Al cabo de un mes llegó a casa una gruesa carta –la primera de una serie de cartas de Peggy Conmover- hablándome de sus hijos, con observaciones ocurrentes sobre su felicidad, su peso, su alimentación, o de Van, con quien había decidido volver a vivir, y de los planes que tenía para su vida futura. Pero también me hablaba de unos artículos míos que había leído en la revista y que comentaba (algunos le gustaban y otros no). Todo tenía el mismo tono parlanchín en que me había hablado aquel día, y acababa siempre con “Bueno, Frank, espero verte pronto, de verdad. Besos. Peg”. Todo aquello me hacía mucha ilusión, e incluso le contesté un par de veces, porque me gustaba que sólo hubiéramos sido buenos amigos, que pudiéramos seguir siéndolo y que todo marchase a pedir de boca. También me gustaba que allí lejos, en alguna parte del mundo, alguien pensara en mí sin malas intenciones e incluso me deseara lo mejor.

Esas eran las cartas que X encontró en el cajón de mi escritorio cuando buscaba el calcetín lleno de dólares de plata, temiendo que nos los hubieran robado. Y fueron esas cartas las que le hicieron pensar que de alguna forma, nuestra vida se rompía y era imposible continuar. A mí también me fue imposible explicar nada, porque el malentendido era demasiado grande.

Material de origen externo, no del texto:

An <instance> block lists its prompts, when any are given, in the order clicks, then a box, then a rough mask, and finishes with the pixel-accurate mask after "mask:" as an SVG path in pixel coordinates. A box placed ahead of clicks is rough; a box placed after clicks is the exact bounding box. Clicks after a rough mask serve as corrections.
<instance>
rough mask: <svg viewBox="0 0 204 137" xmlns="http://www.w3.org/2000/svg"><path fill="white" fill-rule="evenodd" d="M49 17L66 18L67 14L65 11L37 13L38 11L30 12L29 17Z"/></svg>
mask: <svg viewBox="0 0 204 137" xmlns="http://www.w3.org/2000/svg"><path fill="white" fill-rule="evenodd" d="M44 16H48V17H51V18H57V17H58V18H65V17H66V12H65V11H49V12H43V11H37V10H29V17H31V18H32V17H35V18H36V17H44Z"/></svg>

Supongo que cuando leyó las cartas de Peggy Conmover, X pensó que si aquellas cartas locuaces y aparentemente neutrales estaban escondidas en mi cajón (no estaban escondidas, desde luego), era probable que otras cartas con el mismo sentido común y buen humor hubieran sido enviadas (tenía razón). Y en esa casa no había nada de eso para ella. Empezó a pensar que para mí el amor era una mercancía transferible –quizá fuese cierto- y a ella no le gustaba. De pronto, llegó a la conclusión de que no quería ni tenía por qué estar casada con alguien como yo ni un segundo más, y así fue como ocurrió.